京都丹後鉄道は10日、交通系ICカードの代わりにQRコードを使うアプリサービスの実証実験を始めた。駅改札や列車内に設置した読み取り機に、スマホ画面をかざすだけで運賃決済できる。
ICカードによるサービスは導入経費が高額となることから、地方の交通機関には手が出しにくく、丹鉄でも導入してこなかったが、QRコードを利用する仕組みなら経費を抑えることが出来る。
利用者は、スマートフォンにアプリをダウンロードして利用登録をしておけば、あとは乗降時にスマホ画面のQRコードを読み取り装置にかざすだけ。物販店、飲食店などでのレジでQRコード式ペイサービスで支払いするのと同じで、財布や切符を持ち歩かなくてよい。

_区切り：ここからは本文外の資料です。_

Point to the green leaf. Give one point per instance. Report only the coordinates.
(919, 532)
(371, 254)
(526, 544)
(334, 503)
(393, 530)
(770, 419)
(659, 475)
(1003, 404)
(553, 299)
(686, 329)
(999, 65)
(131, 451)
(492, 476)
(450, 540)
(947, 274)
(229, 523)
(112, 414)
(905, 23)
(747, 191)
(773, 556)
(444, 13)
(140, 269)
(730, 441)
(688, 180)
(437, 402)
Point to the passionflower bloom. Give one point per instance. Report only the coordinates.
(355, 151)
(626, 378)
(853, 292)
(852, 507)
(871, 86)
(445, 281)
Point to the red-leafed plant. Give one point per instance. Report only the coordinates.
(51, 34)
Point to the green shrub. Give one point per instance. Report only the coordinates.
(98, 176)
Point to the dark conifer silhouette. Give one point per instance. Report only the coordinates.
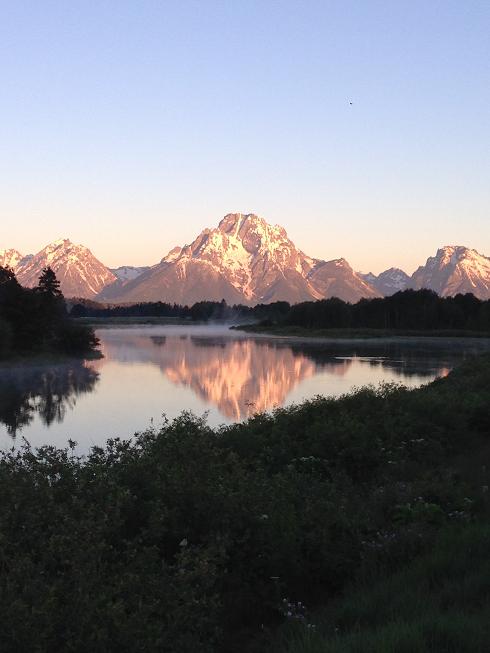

他社との連携もしやすく、3月末までは丹後海陸交通、全但バスも参加して導入実証実験を実施。鉄道とバスや天橋立など観光地の遊覧船、ケーブルカーを一体的に利用できる。
実証実験は複数の交通手段やサービスを一括して提供し、シームレス(継ぎ目無くスムーズに)につなぐMaaS(モビリティ・アズ・ア・サービス)を進めるため、交通機関と京都府、福知山市など沿線自治体で構成する協議会が、国の新モビリティーサービス推進事業を活用して行う。
アプリは丹鉄運営会社のWILLERS(ウィラー)社によるWILLERS MaaS。経路検索や地図表示、チケット予約、タクシーやレンタカーの事前予約もできる。昨年8月から公開していたアプリにQR決済機能を加え、同時に日・英・中の3言語対応にアップデートした。
QR導入開始にあたり会見した丹鉄の寒竹聖一社長は、交通系ICカードに必要なデポジット(預かり金)がいらず、利用者は無料で始められること。交通機関には利用者の属性集計などにより効果的なダイヤ編成や乗り継ぎ改善が図れることなどメリットを紹介。「入場料を取る施設にも展開できる」と、観光施設など幅広い連携に期待を示した。